Here are some simple tips based on what I learned during my fundraising experience:
- Believe in your cause, plain and simple. Whether you outright plan to run for a charity that supports research for an illness that took the life of a loved one or you registered late and your only way to run an event is to do it for charity, take some time to sit down and think about how your fundraising will help change lives. Watch videos of real people impacted by your charity. It will be easier to ask for donations and much more genuine.
- Ask early but don’t expect much. I started mentioning my marathon training and donating to GOTR 3 months ago. Did many people donate? No. But as you get closer to race day, chances are good that a little light bulb will go off in your friends’ and family’s minds when you post it to Facebook and they think, “Oh yeah, I meant to do that back in January.”
- Make it easy to donate. While most people will happily donate online with a credit card, make sure you know how to handle cash donations and who donors need to make checks to.
- Think outside the box or computer monitor or wherever. Some other Solemates running for GOTR-DC organized special happy hours at local restaurants with a “suggested donation” in lieu of a cover charge. Another idea: Consider baking a tray of cookies to bring into work and leave a donation jar with a note about the cause.
- Prepare a canned speech without it sounding canned. I found myself on multiple occasions stumbling for words in my company’s lunchroom when someone asked me about my marathon. After enough times of feeling foolish, I finally sat down and physically wrote answers to simple questions like why I’m running the marathon, why I chose to do it for GOTR, the challenges of training, and a “plug” for donating. Taking the time to compose the sentences and read them a few times a week kept the information fresh so I could speak easily when the topic came up unexpectedly.
- Ask more than once and then again for good measure. Seriously, don’t give up right away and do not take silence as a no. Whether they’re in between paychecks or busy thinking about other responsiblities, people may not react right away because you simply caught them at a bad time. Don’t be afraid to casually bring it up again with a final appeal right before your race; the urgency may get them to finally act or their sitution may have changed.
- Be appropriate, especially at work.

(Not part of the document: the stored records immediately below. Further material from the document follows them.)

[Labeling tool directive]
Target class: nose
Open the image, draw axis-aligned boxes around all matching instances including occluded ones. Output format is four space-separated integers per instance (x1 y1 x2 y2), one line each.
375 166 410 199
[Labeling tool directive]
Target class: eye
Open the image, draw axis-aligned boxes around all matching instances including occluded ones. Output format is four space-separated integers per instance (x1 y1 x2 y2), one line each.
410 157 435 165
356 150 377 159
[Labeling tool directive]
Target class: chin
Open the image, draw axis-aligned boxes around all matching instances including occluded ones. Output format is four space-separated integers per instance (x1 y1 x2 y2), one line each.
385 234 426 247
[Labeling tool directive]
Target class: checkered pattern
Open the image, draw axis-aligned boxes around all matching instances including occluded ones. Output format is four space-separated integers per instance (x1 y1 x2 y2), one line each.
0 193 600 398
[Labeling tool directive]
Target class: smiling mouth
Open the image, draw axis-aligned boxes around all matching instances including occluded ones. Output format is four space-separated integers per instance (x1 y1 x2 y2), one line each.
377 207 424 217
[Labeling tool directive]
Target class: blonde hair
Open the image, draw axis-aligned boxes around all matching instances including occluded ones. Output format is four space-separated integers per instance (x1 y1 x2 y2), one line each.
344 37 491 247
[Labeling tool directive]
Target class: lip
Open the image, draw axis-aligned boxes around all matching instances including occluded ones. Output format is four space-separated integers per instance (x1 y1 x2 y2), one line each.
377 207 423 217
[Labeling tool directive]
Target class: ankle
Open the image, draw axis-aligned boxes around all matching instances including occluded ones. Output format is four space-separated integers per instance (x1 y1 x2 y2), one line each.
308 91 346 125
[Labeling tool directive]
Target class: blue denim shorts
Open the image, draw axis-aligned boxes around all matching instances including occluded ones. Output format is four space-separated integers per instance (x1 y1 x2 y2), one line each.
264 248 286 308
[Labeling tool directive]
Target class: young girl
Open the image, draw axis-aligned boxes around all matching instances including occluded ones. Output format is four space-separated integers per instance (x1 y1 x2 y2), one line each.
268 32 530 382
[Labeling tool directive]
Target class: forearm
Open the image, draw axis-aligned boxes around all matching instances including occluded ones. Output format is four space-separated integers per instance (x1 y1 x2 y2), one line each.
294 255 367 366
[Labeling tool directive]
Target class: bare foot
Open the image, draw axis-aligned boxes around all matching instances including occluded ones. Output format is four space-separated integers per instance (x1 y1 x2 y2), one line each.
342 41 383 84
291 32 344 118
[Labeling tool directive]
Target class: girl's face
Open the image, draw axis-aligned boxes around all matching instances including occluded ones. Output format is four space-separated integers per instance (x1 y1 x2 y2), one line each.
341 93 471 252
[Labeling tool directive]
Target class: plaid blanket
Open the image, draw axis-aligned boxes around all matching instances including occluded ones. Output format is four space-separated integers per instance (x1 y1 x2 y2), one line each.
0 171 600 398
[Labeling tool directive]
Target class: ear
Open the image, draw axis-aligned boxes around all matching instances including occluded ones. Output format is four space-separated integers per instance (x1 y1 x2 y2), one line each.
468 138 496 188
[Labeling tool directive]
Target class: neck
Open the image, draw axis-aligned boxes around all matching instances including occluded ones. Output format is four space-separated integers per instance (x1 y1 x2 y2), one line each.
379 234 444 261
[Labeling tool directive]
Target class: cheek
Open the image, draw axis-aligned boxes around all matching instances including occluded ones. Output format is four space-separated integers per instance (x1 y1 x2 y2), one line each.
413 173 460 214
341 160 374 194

Check with HR before sending a mass email to your coworkers or posting flyers around the office to make sure you’re not violating rules or ruffling feathers.
- Make it personal in more ways than one. Posting the link on Facebook may be quick and easy but I received much better responses when I took the time to send individual emails or messages to friends and family. Take the time to write personal messages about your cause relating your cause directly to the potential donor. “This charity helps young girls your daughter’s age” is more impactful than “This charity helps 8-13 year old girls.”

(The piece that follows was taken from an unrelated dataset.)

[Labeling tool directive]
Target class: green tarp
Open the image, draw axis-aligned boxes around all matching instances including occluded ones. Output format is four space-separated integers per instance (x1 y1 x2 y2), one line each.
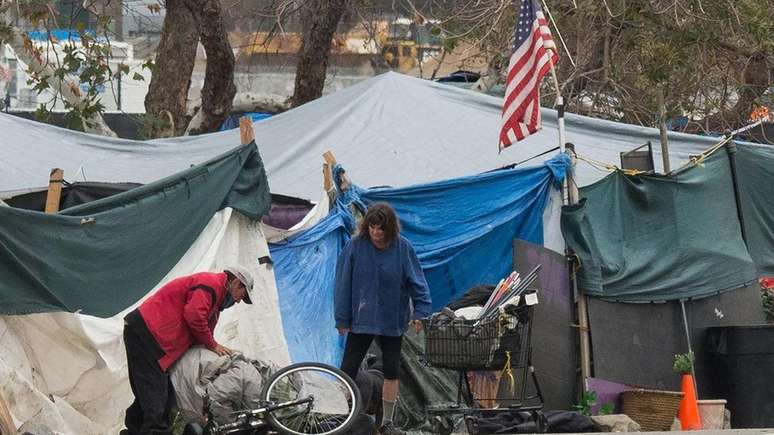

- Thank people for donations more than once. After receiving donations, I followed up with a personal email or phone call. After my marathon, I plan on sitting down to write thank you notes to let them know how race day went. For me, nothing beats a handwritten note.
- Shamelessly plug your donation page. Okay, I just made this one up. But have you visited my donation page yet?
Do you have any other tips or success stories? I would love to hear them!